Alabama head coach Nick Saban wants more teams in the College Football Playoff. In this week's SEC coaches conference call, he advocated for tougher regular season scheduling for Power 5 teams, and a move toward something similar to the NFL Playoffs where one or two losses won't necessarily knock a team out of contention.
Leading up to Alabama's game against FCS Chattanooga, Saban acknowledged how important these games can be for lower-division programs, financially, but also said he thinks fans and teams themselves would benefit more from additional conference games or matchups against equally competitive squads.
"Through the years I've been an advocate of playing all Power 5 schools and playing more conference games," said on Wednesday. "I know it's a more difficult schedule, but I think it would be better for the fans.

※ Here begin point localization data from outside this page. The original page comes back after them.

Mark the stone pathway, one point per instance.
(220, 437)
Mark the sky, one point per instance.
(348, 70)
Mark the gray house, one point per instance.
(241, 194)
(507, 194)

In the Playoff right now, if you want to talk about that system, you lose a game and you're on thin ice. If you lose two, it's almost impossible. If we played more like the NFL, I mean, the New York Giants won the Super Bowl a few years ago and lost six games, so you would play quality opponents every week and probably end up losing more games, I think at the end of the day, it would be more competitive for everyone involved."
Let's dive into this quote just a bit. He doesn't come out and say it, but what Saban really wants is an expanded College Football Playoff format. Instead of scheduling games against Kent State, Western Kentucky and Chattanooga, why not throw in a couple other Power Five opponents and limit the "cupcake game" to just one per season? This way there's still room for epic Appalachian State over Michigan upsets, but fans get more entertaining, nail-biting contests and further competition between true Power 5 contenders.
Saban has a point, and an expanded Playoff doesn't seem too far off. Everyone loves the little guy, but these smaller programs aren't ever going to hang with the big boys on a regular basis. If a tougher regular season schedule will lead to a six, eight or 10-team College Football Playoff, we're all for it.